Way to customize error recovery just a bit?

dgreensp · December 12, 2023, 10:33pm

Hi Marijn. I know the official word is, one should not be trying to derive proper error messages from Lezer error nodes (you should write your own parser or use a different parser generator if you need error messages); Lezer’s error recovery is a black box with no knobs, and the rule is, a node with no error children will be well-formed, but for one with error children, all bets are off.

However, I have been using Lezer as the first-stage parser for a new compile-to-JavaScript programming language I am creating, which will have an IDE based on CodeMirror as the primary/intended way to write code in this language. I know how to write parsers—I’ve written recursive descent parsers, a parser combinator library, and one time a complete JavaScript parser—but Lezer actually provides a lot, including error recovery, and it isn’t obvious that writing a parser from scratch or using a different parser generator (and still writing a Lezer grammar for CodeMirror anyway!) is less work for me than mapping trees with errors in them to error messages. In general, it seems that Lezer’s error nodes do point out where the errors are, pretty much as well as any system could, and I have made great progress on reporting syntax errors and formatting/pretty-printing code, even in the presence of other syntax errors, which is something I’d like the IDE to be able to do.

Error recovery being a black box and unpredictable (and not precisely understood by me) does complicate things, especially when it comes to formatting code with errors in it, and wanting formatting to be an idempotent operation (so that formatting twice is the same as formatting once; someone who repeatedly presses the keyboard shortcut for “reformat” should not see the code change and evolve, or oscillate between two states). Even if I were just writing a formatting extension for CodeMirror, I guess I’d just want to confirm, does changing the whitespace/skipped tokens ever change the results of error recovery (and therefore the shape of the tree) at all? In my language’s grammar, Newline is its own skipped token, so a series of skipped tokens might include a sequence like (spaces, Newline, spaces), in case it matters. Formatting could theoretically remove all this whitespace (or insert more), and then the resulting code would be reparsed, with a different set of skipped tokens, but hopefully with the same resulting tree shape (errors and all).
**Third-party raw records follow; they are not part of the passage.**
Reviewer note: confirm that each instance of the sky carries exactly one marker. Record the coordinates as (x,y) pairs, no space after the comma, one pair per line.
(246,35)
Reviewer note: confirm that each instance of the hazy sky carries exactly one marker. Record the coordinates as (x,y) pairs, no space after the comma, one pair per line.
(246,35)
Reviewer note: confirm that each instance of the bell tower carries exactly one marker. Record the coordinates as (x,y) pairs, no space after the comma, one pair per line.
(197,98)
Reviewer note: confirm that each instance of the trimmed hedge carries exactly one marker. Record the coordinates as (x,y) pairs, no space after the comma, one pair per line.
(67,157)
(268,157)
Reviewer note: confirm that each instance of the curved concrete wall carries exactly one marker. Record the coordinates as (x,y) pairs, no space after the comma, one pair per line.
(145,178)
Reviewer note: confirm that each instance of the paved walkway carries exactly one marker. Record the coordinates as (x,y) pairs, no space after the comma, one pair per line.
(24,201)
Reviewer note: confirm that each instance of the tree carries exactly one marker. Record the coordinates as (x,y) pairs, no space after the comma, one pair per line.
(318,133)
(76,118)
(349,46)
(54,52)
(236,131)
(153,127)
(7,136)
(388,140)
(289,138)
The only other thing that makes Lezer’s trees-with-errors a little bizarre sometimes is when it inserts tokens to make something work in a really forced way, like both the open parenthesis and close parenthesis of a parenthesized expression! My small feature request would be to be able to restrict token insertion in error recovery (such as with a whitelist or blacklist saying what tokens can be inserted). Inserting (hallucinating) a close parenthesis is fantastic. An open parenthesis, not so much. Same with any keyword that introduces a certain statement or expression, like I don’t want the keyword “switch” to be inserted. I don’t want the open quote of a double-quoted string literal to be inserted.
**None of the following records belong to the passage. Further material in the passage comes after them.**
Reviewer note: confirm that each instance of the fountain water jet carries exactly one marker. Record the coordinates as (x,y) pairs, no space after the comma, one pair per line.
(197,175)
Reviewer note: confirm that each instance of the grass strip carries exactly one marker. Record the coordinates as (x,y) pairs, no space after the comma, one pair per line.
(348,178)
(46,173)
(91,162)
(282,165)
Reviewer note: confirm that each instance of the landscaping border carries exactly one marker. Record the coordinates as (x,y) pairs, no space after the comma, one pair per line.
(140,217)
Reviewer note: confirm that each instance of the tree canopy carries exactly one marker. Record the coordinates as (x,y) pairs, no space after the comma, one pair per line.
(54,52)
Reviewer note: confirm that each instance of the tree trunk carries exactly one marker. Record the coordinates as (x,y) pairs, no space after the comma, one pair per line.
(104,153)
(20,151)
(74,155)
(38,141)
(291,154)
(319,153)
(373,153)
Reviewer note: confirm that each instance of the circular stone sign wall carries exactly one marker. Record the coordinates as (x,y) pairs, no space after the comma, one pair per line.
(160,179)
It would be nice to be able to tell error recovery to do less, be less creative, and consider fewer options, if it results in it being more predictable, producing parses that are less weird, and if “all bets are off” anyway when there are errors, why not? Currently, for example, with my JavaScript-like grammar, Lezer treats .... as just four dots someone weirdly left lying around, while ..... is treated as five nested DotExpressions (like foo.bar). That’s fine, but it doesn’t seem like the kind of thing anyone is relying on; I don’t think it could get weirder or worse. Lezer doesn’t use its existing insertion powers to guess that (.bar) is a DotExpression missing the first expression (rather than an expression with a superfluous dot in the middle of it). It doesn’t typically guess where an open parenthesis is meant to go in a program where a random open parenthesis has been deleted, in my testing. So then why occasionally go to town inserting all sorts of things? I wonder what the least intelligent error recovery strategy is that still localizes syntax errors for the most part.

I don’t know how you’d assess the positive or negative impact of a change or a new configuration option here, but just wanted to see what you think.

marijn · December 13, 2023, 8:57am

Token count has an effect on error recovery behavior, so yes, even for a language where whitespace isn’t significant, in some corner cases, adding/removing whitespace tokens could cause error recovery to pick a different parse.

Error recovery works through a pretty dumb search—it tries parse actions in parallel for a bit, assigning a penalty score to each, and then picks the path that seems to lead to the least terrible continued parse. That makes it automatic and very creative, but also very unpredictable and messy.

I’ve been intentionally staying away from requiring grammar authors to add error-recovery-related information to their grammars, because that’d be yet another thing that people writing grammars would need to understand, and another bit of complexity in the grammar definitions.

That being said, it would probably be possible to do something like introducing an annotation on tokens that forbid that token from ever being inserted during error recovery. I’m not sure this will get you much closer to what you are trying to do here though—you also cite some examples of behavior that surprises you that would not be preventable this way.

dgreensp · December 13, 2023, 6:59pm

Thanks, that’s helpful to know! After sleeping on it, I’m going to see about writing my own, tailor-made parser for this. Lezer has been really helpful for getting my language going, and I can still integrate with CodeMirror.

I imagine if I pressed ahead with Lezer I’d be saying similar to things to this guy who tried to use tree-sitter for a similar purpose (basically that the results of error recovery aren’t what a top-down parser would see or what a human would see; they aren’t exactly “good” and you don’t have control over them): Is tree-sitter good enough? – Jake Zimmerman

marijn · December 13, 2023, 8:13pm

You can turn off error recovery entirely with the strict option, if you’re doing something that’d normally be done with a traditional, non-error-correcting parser.

dgreensp · December 13, 2023, 9:18pm

That’s true. I do want error recovery, ideally really good recovery, with good error messages. I just need total control over it, for a variety of reasons, like syntax errors being sufficiently helpful and stable, formatting that satisfies certain invariants, and autocomplete suggestions as you type. The recovery approach of trying skipping or inserting a token at random and continuing parsing doesn’t really resonate with me, and I think I want to explore different possibilities. A way to replace normal error recovery completely in Lezer, or change its behavior to something much simpler, could help, but like you say, it probably won’t get me all the way to where I want.